Fleuron de la scène new wave anglaise des années 80, Depeche Mode est à Paris pour deux concerts consécutifs les 19 et 20 janvier au POPB à Paris.


Depeche Mode en concert, au POPB, le 19 et 20 janvier 2010
Depeche Mode en concert, au POPB, le 19 et 20 janvier 2010
© Dean Chalkley
EMI
Leur passage au Stade de France à Paris dans le cadre de la tournée internationale Tour of The Universe du 27 juin 2009 n’aura pas suffi à contenter tous les fans de Depeche Mode puisque les voilà de retour pour deux concerts exceptionnels au POPB de Paris-Bercy. Véritable succès planétaire, la tournée, qui fait suite à la sortie de leur dernier album Sounds of the Universe, initiée le 6 mai 2009 au Luxembourg, devrait prendre fin le 27 février 2010 à Dusseldorf, en Allemagne, après être passée par les États-Unis, le Canada, le Mexique, la Colombie, le Pérou et l’Europe.

Les débuts

Fondé en 1979 à Basildon en Angleterre par Vince Clarke, Martin L. Gore, Andrew Fletcher et Dave Gahan, Depeche Mode traverse les modes depuis 30 ans et reste aujourd’hui l’un des groupes phares de la musique britannique. Précurseur de la pop électronique, ces quatre musiciens font le pari d’une musique basée sur des sonorités synthétiques, alors que l’Angleterre vibre aux sons enragés de la vague punk. D’autres groupes, à l’époque, comme Orchestral Manœuvre in The Dark, Human League ou Kraftwork, s’essaient eux aussi avec succès à surfer sur la vague New Wave qui est alors en pleine émergence.

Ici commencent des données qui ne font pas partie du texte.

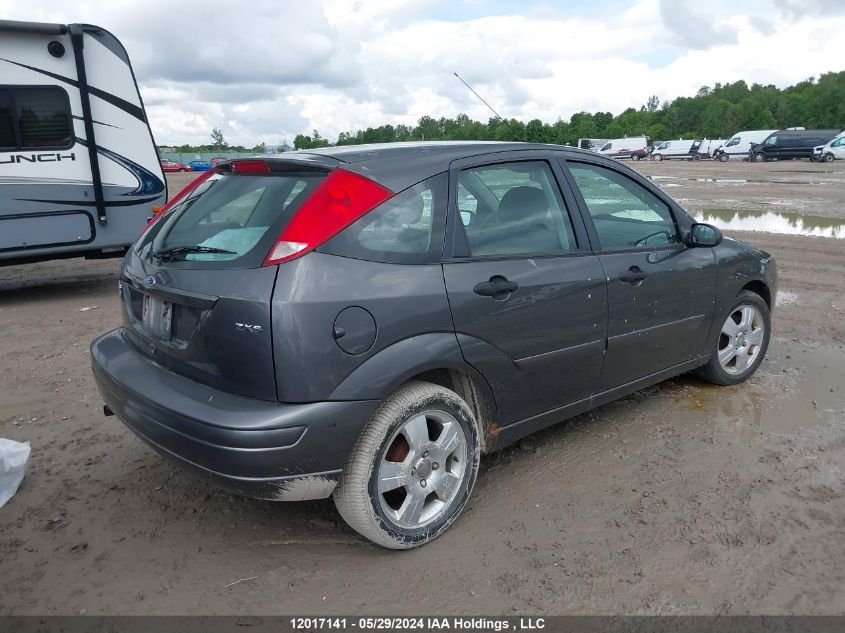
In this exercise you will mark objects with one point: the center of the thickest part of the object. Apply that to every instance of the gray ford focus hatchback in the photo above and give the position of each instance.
(366, 321)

En 1980, comme tant d’autres groupes, Depeche Mode écume les pubs et les boites londoniennes dans l’espoir de décrocher un contrat. Par chance, le groupe se fait remarquer par Daniel Miller, fondateur du label Mute Records, qui va faire démarrer leur carrière. Un premier single, Dreaming of me, puis un second, New Life, et enfin l’excellent tube Just can’t get enought, qui reste encore aujourd’hui dans toutes les mémoires, scellent définitivement  la popularité de ce groupe auprès du public ténébreux de la new wave et des amateurs de pop anglaise. En octobre 1981, le groupe édite son premier album, Speak and Spell  et, grâce à Vince Clarke, qui est le principal compositeur du groupe, le son Depeche Mode, un son typiquement new wave, est né.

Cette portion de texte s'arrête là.